Another overall issue I have with the presentation of the comparison is that it is compared with a variety of different spatial-spectral methods. While I appreciate the attempt to be comprehensive, the real meaningful comparison is between segment-trees and segment-forest, since the currently presented method is essentially an adaptation of the segment-trees method of filtering initial classification results. A richer explanation of the pros and cons between the segment-trees and segment-forest would help the reader understand the achieved improvement. Comparing it to SVM (like in L357-360) is not a meaningful or honest comparison point.

L185-187: What are the height and width of the first prinicipal components? This is not terminology familiar to me, and the given explanation does not quite indicate how it functions.

L316-317: More explanation is needed for the claim maded that "is challenging to obtain and so to relationship is set as a constant. What is it challenging in comparison to? The method has been tested several times. Also, is the constant relationship between pixels set as a constant by the authors? If not, what study should be cited here to provide context/evidence?

L 331: "Compared with ST, the segmentation between different similar regions in SF is disconnected, so better classification results are obtained in filtering." Please explain better what this means that "different similar regions are disconnected in their segmentation". ANd why would this result in better classification results?

Figure 2: Please show the ground truth image so that the context of the results are included

Author Response

Please see the attachment.

Author Response File: Author Response.docx

Reviewer 3 Report

In this paper, the authors proposed a hyperspectral image (HSI) classification method based on segment-forest(SF). The aim of this approach is to improve the HSI classification by considering the spatial and spectral features in the classification task. The proposed model seeks firstly to reduce the high dimensionality of HSI using the principal component analysis (PCA). Moreover, the support vector machines (SVM) has been applied to perform the initial classification results. Finally, the segment-forest has been developed in order to optimize the initial classification results and get the final classification results.
For experimental results, the proposed approach has been validated on three public HSI datasets, including Salinas, WHU-Hi-HongHu, and XiongAn.
The proposed idea is interesting, however, some revisions have to be made and some parts of these experiments are not complete to claim the advantage of the proposed method :


1) The contributions of this paper seem to be not clear to the reviewer. Please clarify the differences between the proposed method and some existing hyperspectral image classification. For example, which contributions are existing and which ones are your own?

2) In experimental results, did the authors randomly select the training samples? If that is the case, what happens when you change the selected pixels (another random sampling of training data)?

3) The authors claimed that the proposed method outperforms the state-of-the-art classification methods of HSI. How do they explain the high performance of the proposed method?

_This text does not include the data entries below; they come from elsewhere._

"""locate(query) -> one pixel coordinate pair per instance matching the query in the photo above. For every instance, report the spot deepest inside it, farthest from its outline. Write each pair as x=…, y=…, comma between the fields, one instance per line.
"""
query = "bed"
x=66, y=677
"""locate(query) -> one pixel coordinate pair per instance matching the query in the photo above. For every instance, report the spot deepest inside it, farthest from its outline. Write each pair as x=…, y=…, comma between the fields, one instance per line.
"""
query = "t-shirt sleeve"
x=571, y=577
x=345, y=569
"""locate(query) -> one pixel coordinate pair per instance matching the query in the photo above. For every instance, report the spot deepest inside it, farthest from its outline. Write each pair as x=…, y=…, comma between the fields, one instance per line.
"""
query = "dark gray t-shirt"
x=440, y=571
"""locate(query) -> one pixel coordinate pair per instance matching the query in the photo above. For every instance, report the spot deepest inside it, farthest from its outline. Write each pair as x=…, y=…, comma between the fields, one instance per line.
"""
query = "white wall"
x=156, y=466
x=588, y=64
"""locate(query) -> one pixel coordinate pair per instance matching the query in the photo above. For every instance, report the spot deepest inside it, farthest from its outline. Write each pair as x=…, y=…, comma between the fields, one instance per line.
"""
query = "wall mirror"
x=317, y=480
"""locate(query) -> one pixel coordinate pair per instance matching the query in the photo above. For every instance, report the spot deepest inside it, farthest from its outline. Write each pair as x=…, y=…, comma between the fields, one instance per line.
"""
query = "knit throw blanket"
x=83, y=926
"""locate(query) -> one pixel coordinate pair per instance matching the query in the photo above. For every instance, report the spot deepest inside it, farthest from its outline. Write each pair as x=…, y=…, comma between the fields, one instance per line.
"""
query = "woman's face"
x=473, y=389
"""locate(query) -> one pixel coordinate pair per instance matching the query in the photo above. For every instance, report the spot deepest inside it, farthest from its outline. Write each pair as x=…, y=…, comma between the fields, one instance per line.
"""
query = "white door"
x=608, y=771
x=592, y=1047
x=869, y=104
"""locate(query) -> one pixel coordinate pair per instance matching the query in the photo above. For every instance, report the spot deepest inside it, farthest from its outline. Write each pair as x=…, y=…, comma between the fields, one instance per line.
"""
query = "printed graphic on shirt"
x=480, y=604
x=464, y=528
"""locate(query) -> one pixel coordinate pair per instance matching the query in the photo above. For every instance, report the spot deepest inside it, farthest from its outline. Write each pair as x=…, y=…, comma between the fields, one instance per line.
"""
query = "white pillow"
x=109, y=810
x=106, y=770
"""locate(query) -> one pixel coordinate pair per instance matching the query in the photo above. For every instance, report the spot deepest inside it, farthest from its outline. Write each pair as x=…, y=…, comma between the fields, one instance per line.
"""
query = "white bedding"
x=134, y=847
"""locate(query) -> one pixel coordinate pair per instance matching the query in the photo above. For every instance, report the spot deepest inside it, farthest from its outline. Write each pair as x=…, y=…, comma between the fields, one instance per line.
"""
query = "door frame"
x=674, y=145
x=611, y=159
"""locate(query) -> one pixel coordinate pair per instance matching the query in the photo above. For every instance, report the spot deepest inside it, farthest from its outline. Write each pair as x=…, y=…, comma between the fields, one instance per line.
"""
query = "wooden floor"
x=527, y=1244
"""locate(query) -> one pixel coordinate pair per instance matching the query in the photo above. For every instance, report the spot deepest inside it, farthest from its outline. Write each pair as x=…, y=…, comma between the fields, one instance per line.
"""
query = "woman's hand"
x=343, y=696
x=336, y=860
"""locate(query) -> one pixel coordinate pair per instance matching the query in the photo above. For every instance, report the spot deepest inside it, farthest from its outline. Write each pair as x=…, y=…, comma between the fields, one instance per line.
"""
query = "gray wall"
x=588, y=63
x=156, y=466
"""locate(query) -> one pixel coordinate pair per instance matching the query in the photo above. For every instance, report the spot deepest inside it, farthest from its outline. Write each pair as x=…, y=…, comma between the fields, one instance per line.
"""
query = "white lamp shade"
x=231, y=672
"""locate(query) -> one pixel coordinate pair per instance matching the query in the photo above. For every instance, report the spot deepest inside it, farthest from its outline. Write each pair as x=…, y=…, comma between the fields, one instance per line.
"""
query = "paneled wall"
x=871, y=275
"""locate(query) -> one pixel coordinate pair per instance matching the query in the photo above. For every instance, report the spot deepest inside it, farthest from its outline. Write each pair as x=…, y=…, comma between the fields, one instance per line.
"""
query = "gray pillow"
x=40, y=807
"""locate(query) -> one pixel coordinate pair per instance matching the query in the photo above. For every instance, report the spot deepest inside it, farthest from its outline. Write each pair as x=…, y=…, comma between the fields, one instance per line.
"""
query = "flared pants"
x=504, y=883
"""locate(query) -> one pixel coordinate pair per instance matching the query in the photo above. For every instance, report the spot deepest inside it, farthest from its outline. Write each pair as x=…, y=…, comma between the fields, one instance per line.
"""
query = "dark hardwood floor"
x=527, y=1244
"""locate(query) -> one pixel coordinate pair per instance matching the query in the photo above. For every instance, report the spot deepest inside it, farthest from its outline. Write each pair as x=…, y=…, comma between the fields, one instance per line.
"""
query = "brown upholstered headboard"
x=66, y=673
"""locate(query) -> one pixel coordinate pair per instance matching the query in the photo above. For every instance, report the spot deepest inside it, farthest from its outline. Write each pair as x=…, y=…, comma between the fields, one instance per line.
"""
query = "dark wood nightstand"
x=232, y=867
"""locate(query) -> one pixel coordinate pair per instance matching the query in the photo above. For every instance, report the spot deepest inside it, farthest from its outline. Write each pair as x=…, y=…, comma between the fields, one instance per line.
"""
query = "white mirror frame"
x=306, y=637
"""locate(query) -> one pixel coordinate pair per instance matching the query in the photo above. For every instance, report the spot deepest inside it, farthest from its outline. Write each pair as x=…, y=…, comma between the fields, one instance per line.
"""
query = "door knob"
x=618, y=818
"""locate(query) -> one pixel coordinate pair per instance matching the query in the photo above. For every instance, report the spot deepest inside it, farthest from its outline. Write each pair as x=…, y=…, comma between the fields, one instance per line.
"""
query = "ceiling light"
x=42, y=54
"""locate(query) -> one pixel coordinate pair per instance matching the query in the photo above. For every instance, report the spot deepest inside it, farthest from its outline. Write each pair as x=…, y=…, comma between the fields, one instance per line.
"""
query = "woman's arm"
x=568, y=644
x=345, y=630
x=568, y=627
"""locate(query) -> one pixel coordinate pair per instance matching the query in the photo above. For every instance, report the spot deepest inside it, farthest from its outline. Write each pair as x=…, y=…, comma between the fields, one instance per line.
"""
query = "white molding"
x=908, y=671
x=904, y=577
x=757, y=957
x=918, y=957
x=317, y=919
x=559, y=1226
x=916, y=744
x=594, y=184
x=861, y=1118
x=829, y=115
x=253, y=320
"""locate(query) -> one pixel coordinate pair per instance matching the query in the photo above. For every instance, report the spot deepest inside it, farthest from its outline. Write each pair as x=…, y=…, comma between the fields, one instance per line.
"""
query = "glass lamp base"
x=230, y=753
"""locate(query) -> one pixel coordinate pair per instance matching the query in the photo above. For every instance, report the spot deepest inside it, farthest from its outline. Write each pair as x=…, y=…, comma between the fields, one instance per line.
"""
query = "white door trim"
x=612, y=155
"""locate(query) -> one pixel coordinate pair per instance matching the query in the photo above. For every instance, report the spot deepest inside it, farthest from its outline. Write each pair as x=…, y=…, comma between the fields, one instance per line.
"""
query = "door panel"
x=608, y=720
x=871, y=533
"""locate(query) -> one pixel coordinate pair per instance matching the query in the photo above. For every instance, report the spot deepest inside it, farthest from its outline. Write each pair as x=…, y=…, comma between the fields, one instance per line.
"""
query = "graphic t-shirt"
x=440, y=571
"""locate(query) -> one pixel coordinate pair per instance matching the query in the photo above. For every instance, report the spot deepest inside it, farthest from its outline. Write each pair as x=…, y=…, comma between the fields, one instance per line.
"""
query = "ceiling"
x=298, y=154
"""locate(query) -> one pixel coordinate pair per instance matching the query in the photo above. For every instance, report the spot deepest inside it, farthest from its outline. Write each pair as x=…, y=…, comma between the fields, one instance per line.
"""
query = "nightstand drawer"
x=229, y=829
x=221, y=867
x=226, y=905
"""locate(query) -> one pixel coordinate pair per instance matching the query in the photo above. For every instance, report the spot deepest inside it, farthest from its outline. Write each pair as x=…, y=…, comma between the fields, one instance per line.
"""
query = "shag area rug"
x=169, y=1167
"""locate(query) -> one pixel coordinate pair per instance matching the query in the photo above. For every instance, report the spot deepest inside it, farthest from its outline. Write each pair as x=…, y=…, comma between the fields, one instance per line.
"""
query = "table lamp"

4) Could the authors explain what is the motivation to use PCA rather than other dimensionality reduction methods, e.g. autoencoder, band selection, etc. 

5) I suggest the authors to add these recent references  in the manuscript which are related to HSI classification using spectral and spatial features :

- Deep neural networks-based relevant latent representation learning for hyperspectral image classification, Pattern Recognition, 2022.
- A shallow network for hyperspectral image classification using an autoencoder with convolutional neural network, Multimedias tools and applications, 2021.

6) The English and format of this manuscript should be checked very carefully

Author Response

Please see the attachment.

Author Response File: Author Response.docx

Round 2

Reviewer 3 Report

The authors have revised this manuscript carefully according to my questions. I have no further questions about this manuscript. It could be accepted.